Internet Law News this morning reports that Australia will propose national legislation to criminalize identity theft.
I am not sure I understand the story. Presumably Australia has laws against fraud. The story mentions using another person’s credit card and stealing personal information to open bank accounts and take out loans in the name of the victim. Would not such actions already be illegal? They certainly would be here.
It is arguable that it should be illegal simply to acquire the personal information, without actually using it – but then would protective or limiting measures be needed to prevent abuse, or to ensure that there was some criminal intent? Criminal intent should include intention to resell the information, i.e. the person taking it doesn’t have to intend to use it personally in order for the taking to be a crime.
Legislators have to be pretty careful about just what activities they want to target. There is little point in having a multiplicity of laws that make offences of the same activities. (I heard once that California has over 20 laws against different kinds of fraud.) The problem with that is the difficulty of laying the right charge, or the risk of overcharging to ensure that one of the charges will actually apply to the activity.
What is identity theft, anyway, as a matter of law?

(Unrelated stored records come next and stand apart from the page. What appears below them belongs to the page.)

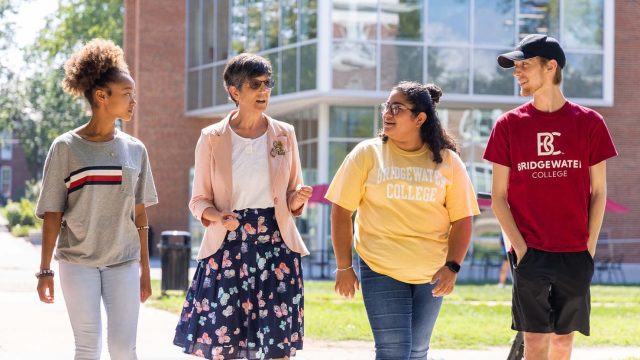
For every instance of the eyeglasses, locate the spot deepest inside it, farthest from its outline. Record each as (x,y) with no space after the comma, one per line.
(255,84)
(395,109)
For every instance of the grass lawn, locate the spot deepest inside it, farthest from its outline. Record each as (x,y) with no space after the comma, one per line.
(474,316)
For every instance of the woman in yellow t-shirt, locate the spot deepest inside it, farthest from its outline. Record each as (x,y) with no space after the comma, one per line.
(414,203)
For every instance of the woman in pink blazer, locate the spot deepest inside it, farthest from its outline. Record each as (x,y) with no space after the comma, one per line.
(246,298)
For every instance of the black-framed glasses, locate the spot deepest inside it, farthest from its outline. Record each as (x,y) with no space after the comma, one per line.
(255,84)
(394,109)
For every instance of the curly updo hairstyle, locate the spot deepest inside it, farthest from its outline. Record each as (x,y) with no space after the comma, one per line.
(98,63)
(424,99)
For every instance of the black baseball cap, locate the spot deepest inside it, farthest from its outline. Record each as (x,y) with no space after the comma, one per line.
(531,46)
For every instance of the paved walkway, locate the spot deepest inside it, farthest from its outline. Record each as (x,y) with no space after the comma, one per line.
(30,329)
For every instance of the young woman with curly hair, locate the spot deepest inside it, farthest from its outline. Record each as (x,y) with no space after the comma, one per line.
(414,203)
(97,182)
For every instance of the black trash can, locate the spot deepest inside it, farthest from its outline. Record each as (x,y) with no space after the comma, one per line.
(175,255)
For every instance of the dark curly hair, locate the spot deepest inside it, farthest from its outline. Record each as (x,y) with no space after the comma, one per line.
(98,63)
(424,99)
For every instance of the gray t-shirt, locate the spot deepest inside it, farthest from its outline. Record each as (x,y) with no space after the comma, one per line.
(96,186)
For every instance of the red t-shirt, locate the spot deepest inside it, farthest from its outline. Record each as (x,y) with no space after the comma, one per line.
(549,155)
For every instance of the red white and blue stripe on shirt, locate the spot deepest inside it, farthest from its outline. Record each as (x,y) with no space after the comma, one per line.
(93,175)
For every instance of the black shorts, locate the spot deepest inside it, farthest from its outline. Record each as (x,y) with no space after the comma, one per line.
(551,291)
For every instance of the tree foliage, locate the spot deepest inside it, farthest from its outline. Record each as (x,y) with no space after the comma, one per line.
(36,108)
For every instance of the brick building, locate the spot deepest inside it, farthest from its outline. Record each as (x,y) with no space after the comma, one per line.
(334,61)
(13,168)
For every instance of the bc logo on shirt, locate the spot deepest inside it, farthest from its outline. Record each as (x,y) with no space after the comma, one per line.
(545,144)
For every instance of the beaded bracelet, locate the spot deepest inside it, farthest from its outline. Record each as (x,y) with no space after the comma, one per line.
(338,269)
(44,273)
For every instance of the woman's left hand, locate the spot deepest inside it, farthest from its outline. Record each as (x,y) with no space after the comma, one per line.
(145,285)
(302,194)
(445,279)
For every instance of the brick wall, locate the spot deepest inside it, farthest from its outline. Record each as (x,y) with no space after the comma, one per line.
(154,46)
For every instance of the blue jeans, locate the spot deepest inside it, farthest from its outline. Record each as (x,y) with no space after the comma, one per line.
(401,315)
(118,287)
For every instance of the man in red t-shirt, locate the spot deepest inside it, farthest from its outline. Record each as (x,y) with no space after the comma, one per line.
(549,193)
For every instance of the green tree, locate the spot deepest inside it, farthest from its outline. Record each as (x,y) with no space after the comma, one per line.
(8,112)
(45,110)
(76,22)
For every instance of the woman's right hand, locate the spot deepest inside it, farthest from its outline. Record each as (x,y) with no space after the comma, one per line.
(347,283)
(229,220)
(45,289)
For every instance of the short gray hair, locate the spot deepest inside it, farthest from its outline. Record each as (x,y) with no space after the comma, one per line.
(243,67)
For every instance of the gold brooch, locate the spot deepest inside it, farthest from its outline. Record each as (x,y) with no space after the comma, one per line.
(277,149)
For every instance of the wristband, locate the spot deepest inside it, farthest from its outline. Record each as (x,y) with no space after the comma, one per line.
(44,273)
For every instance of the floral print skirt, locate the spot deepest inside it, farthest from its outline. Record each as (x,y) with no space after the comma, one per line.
(246,300)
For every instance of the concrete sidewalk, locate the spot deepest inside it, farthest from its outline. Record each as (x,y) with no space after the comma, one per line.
(30,329)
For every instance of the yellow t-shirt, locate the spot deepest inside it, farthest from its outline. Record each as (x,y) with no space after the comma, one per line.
(406,204)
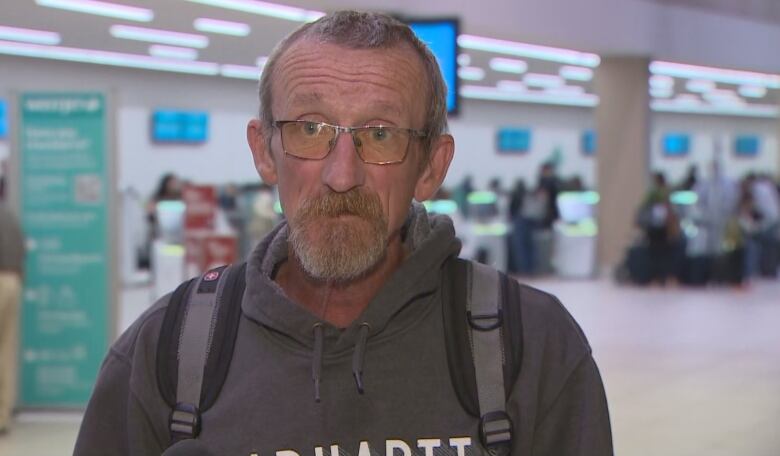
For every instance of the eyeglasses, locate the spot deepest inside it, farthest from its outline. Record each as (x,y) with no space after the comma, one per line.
(376,145)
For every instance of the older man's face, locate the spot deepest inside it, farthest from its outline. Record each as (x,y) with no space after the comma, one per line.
(342,211)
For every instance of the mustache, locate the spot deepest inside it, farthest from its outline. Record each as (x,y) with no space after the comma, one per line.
(354,202)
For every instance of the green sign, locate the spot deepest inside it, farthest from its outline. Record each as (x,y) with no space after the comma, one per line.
(65,196)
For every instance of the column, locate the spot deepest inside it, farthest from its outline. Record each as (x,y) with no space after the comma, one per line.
(623,129)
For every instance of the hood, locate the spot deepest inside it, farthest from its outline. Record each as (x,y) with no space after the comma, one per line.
(430,240)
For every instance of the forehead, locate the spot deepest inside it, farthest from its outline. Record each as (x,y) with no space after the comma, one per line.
(312,75)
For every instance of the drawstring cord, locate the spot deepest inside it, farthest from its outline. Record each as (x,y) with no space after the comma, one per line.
(359,356)
(316,362)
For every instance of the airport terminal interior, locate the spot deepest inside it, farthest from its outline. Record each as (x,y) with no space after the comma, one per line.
(623,155)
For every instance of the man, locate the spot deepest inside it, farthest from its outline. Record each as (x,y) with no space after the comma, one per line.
(11,272)
(340,349)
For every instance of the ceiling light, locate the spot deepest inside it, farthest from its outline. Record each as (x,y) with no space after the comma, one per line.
(289,13)
(748,110)
(575,73)
(700,85)
(752,91)
(130,13)
(171,52)
(493,93)
(471,73)
(543,80)
(29,35)
(240,72)
(552,54)
(511,85)
(680,70)
(508,65)
(159,36)
(107,58)
(224,27)
(658,81)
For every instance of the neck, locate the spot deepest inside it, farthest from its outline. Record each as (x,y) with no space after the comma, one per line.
(339,303)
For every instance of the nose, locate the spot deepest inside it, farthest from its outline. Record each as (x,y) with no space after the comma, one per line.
(343,170)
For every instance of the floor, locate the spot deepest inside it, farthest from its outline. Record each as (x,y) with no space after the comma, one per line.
(688,372)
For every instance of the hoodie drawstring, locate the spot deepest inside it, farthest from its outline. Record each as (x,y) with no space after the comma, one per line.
(316,362)
(359,356)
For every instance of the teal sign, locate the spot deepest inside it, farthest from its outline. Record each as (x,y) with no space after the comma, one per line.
(65,195)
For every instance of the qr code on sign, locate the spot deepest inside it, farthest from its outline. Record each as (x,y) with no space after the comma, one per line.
(88,189)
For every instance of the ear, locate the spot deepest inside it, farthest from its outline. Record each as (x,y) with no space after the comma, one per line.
(433,172)
(261,152)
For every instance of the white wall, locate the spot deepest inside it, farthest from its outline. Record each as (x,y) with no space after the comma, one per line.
(226,158)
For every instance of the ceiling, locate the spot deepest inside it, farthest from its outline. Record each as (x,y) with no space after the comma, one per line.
(490,69)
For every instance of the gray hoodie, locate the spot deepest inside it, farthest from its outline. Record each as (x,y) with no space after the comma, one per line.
(267,405)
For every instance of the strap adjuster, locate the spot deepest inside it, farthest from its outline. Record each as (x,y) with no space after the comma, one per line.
(185,421)
(495,429)
(485,322)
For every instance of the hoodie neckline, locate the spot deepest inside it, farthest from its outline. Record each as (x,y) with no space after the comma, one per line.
(431,240)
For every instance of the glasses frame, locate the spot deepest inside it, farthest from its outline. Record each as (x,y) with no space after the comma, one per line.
(279,124)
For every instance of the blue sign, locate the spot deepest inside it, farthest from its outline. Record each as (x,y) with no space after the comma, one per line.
(746,145)
(589,142)
(3,119)
(180,126)
(676,144)
(441,36)
(513,140)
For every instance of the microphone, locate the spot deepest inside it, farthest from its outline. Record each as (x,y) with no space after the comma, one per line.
(189,447)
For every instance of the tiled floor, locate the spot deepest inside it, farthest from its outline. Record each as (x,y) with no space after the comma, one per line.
(688,372)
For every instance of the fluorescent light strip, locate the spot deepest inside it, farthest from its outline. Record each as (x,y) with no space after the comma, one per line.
(750,110)
(492,93)
(680,70)
(700,85)
(130,13)
(551,54)
(29,35)
(575,73)
(171,52)
(508,65)
(752,91)
(159,36)
(659,82)
(107,58)
(289,13)
(543,80)
(223,27)
(471,73)
(240,72)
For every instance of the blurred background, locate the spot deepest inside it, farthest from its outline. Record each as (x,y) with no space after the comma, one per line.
(622,154)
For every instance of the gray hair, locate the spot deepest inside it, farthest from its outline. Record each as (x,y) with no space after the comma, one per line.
(364,30)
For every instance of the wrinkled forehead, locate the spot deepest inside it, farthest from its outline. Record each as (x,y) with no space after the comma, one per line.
(311,72)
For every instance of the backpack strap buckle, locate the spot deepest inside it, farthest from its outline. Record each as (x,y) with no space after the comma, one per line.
(495,430)
(184,421)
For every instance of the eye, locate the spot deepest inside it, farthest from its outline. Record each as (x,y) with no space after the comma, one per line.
(380,134)
(310,128)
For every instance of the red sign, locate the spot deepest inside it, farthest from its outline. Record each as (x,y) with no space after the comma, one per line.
(201,203)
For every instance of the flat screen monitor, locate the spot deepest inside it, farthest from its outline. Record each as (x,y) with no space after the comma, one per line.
(746,145)
(513,140)
(441,36)
(172,126)
(676,144)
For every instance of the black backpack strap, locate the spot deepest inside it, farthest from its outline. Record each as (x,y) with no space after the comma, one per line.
(484,345)
(196,345)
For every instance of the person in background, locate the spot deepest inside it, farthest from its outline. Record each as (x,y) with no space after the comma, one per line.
(661,227)
(341,346)
(11,275)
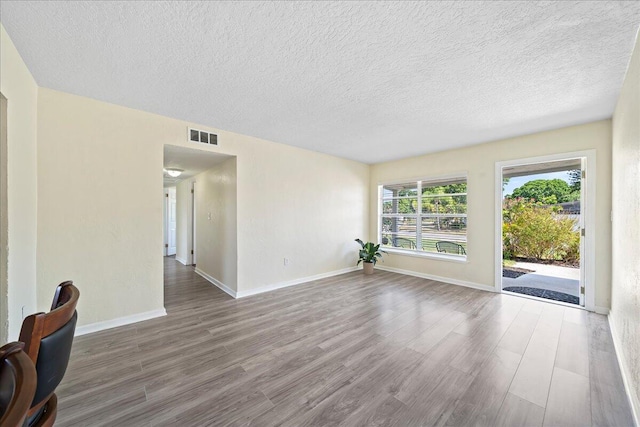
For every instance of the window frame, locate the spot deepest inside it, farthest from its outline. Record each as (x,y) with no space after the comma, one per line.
(419,216)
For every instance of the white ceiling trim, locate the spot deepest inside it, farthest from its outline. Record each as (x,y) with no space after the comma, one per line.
(369,81)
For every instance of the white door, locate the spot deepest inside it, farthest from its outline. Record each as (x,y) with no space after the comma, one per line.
(171,222)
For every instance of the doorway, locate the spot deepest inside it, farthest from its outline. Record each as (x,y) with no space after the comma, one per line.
(170,221)
(542,208)
(4,238)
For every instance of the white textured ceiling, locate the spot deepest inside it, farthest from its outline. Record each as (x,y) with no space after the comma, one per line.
(190,160)
(370,81)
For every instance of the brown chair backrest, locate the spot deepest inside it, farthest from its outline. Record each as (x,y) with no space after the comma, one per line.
(48,338)
(17,384)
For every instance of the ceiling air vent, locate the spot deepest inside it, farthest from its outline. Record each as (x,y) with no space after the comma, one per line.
(203,137)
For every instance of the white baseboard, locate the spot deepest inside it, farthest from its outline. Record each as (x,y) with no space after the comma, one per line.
(215,282)
(120,321)
(273,287)
(626,376)
(438,278)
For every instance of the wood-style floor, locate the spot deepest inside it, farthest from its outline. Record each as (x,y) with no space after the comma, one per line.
(382,350)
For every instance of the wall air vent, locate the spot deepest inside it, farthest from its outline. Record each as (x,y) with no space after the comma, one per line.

P.S. the story says “draft laws … have been introduced to parliament”. Australia may have a different legislative system than we do here. Here the government introduces bills, which are not just “draft laws” but fully conceived (in principle) legislation that can be passed as introduced, though of course it may be amended before passage too. Sometimes governments release draft legislation – more often just descriptions of proposed legislation – but not in Parliament. Maybe they’re talking about a bill in Australia too, but the ‘correspondents in Canberra’ who wrote the story figure that their readers don’t know what a bill is.